A Word for the Month - Scripture

"All scripture is inspired by God, and is useful for teaching, for reproof, for correction, and for training in righteousness," we read in 2 Timothy 3:16. What did the writer mean? Or is it obvious?

In the first place, the sentence obviously does not refer to the rest of 2 Timothy, which hadn't yet been written. Scripture, when the word is used (and it is often used!) in the New Testament, refers to the Old Testament. "The scriptures" were made up of three parts. There were the five books of the Law, sometimes referred to just as "Moses". There were the Prophets, which were the books which we would call the historical books (Joshua through to 2 Kings), plus Isaiah, Jeremiah, Ezekiel and the twelve "minor" prophets (Hosea through to Malachi). And there were the Writings - which included such books as the Psalms, the Proverbs and Job, but also Daniel and the two books of Chronicles.

In Jesus' day, there was no agreed canon of scripture - no list of which of these "writings" should be taken seriously. It was partly this that led to the disputes between the Pharisees, who accepted all of the Old Testament as we know it, and the Sadducees, who accepted only the five books of the Law. Jesus and his followers certainly drew for their teaching on the whole of the Old Testament - they saw Jesus as "the son of man" in the light of the Psalms (8:4, for instance) and of Daniel (7:13) - and possibly other books we do not find in our Bibles today. (The Jews agreed their own canon at the beginning of the second century.)

But secondly, the writer asserts that all scripture is written "for our learning". The same claim is made by Jesus himself ("You search the scriptures because you think that in them you have eternal life; and it is they that testify on my behalf." (John 5:39), and in Acts (17:11-12) we find Paul making converts in Berœa because his listeners check in the Old Testament, and find that what he has said agrees.

This is what our passage is saying - we can find sound and useful teaching in the Old Testament, but only if we can see it in a Christian light.
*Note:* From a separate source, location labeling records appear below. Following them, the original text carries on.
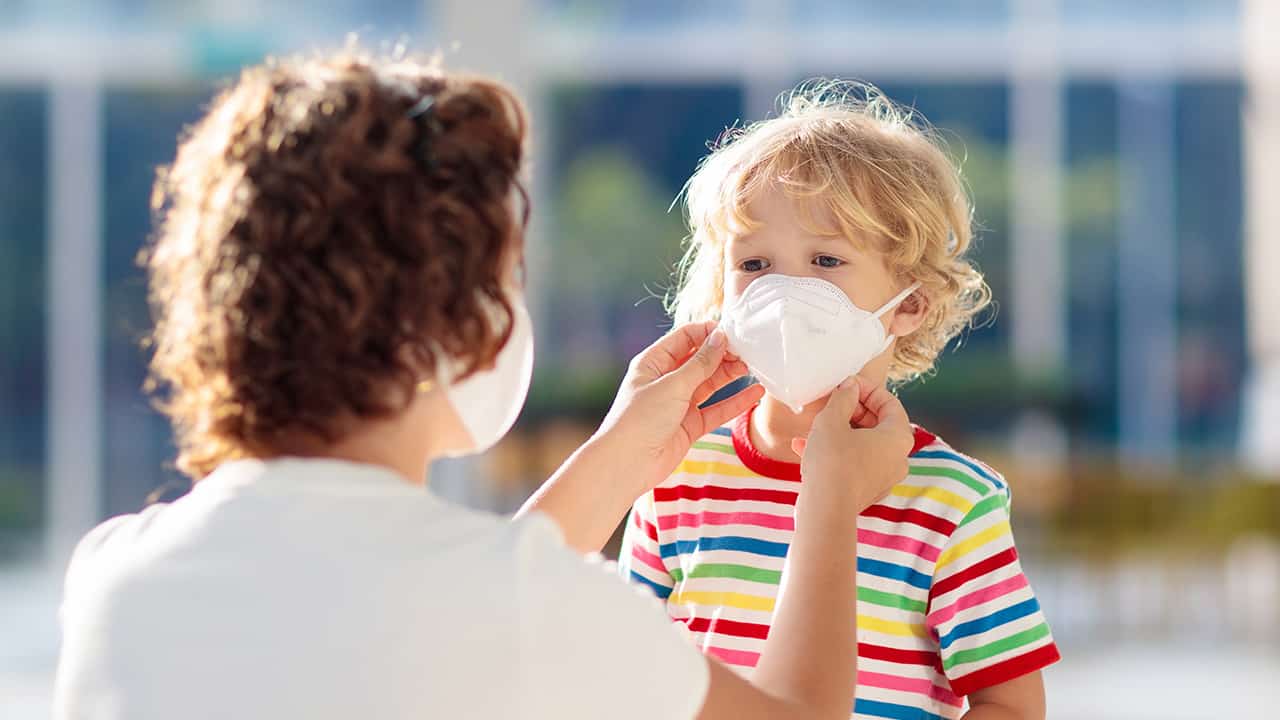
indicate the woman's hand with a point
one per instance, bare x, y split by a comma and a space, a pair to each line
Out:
647, 433
657, 410
860, 441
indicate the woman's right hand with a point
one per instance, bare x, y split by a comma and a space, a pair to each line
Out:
859, 442
658, 409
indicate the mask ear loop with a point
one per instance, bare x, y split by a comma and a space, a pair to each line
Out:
894, 302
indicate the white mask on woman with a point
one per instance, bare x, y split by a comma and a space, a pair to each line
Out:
490, 400
801, 337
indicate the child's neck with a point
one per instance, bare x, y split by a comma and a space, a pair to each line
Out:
775, 425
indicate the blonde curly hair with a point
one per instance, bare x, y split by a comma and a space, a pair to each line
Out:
878, 169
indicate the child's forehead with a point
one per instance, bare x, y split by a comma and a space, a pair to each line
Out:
776, 214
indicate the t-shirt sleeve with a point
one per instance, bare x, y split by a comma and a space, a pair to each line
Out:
982, 609
597, 647
640, 557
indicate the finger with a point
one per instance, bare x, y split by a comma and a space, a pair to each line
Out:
841, 404
698, 369
716, 415
672, 350
862, 415
723, 376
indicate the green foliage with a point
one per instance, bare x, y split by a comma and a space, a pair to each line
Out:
1109, 510
615, 233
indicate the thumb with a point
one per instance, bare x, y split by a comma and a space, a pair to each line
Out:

Throughout Luke's account of the spread of the gospel, from the meeting with Jesus on the Emmaus road, through the whole of the Acts of the Apostles, we find preachers explaining how to interpret the Old Testament, just as the Gospel writers add little asides: "This was to fulfil what was written." "For our learning", yes, but only if our eyes have been opened by faith.

And thirdly, the writer calls scripture "inspired". The Holy Spirit is at work - as Paul writes to the Galatians: "The scripture ... declared the gospel beforehand to Abraham, saying 'All the Gentiles shall be blessed in you'." (3:8) The scriptures are not just words in a book, they are a living message - God's message.

The early Christians also saw the writings in the New Testament as authoritative. 2 Peter 3:16 suggests that Paul's writings already had authority, and in the course of time church leaders generally agreed on the current canon, with four Gospels, the letters of the apostles, and the Revelation, which was felt to be from the apostle John. (A few churches include other books, and at the Reformation an attempt was made to exclude such books as Hebrews and Revelation.)

By the Reformation, "scripture" was felt to include the Old and the New Testaments. And one of the mottos of the Reformation was sola scriptura - the scriptures alone were our guide to learning about God, just as sola fides - faith alone, was our guide to our relationship with God.

This led to a leap in Protestant scholarship. For if the Bible had to be stripped of the traditional interpretations that had been overlaid on it, it was necessary to analyze its original text more rigorously, to find out what it actually did say. Did God create plants before human beings (Gen 1:12) or after (Gen 2:5), was Joseph's father Jacob (Mat 1:16) or Heli (Luke 3:23), did God really ask Moses to commit genocide (Deut 7:2), was Jonah really swallowed by a big fish, how exactly did Jesus feed the five thousand, how many people went to the empty tomb?

This is a little different from the Anglican view, that "Holy Scripture containeth all things necessary to salvation: so that whatsoever is not read therein, nor may be proved thereby, is not to be required of any man, that it should be believed as an article of the Faith, or be thought requisite or necessary to salvation." Here, our faith comes first, and scripture confirms, supports and widens it.

The scriptures affirm our faith, and we should read them for the support they give. They allow God to speak to us, though they are not the only way that God can speak to us (as we recall when we sing the Gospel proclamation on Sundays - we live by every word that proceeds from God's mouth (Deut 8:3): something God's people were reminded of long before any scripture was set in writing!). They are a part of God's message, and one that we can carry with us, refer to, look at for comfort and guidance. Let us take them to heart!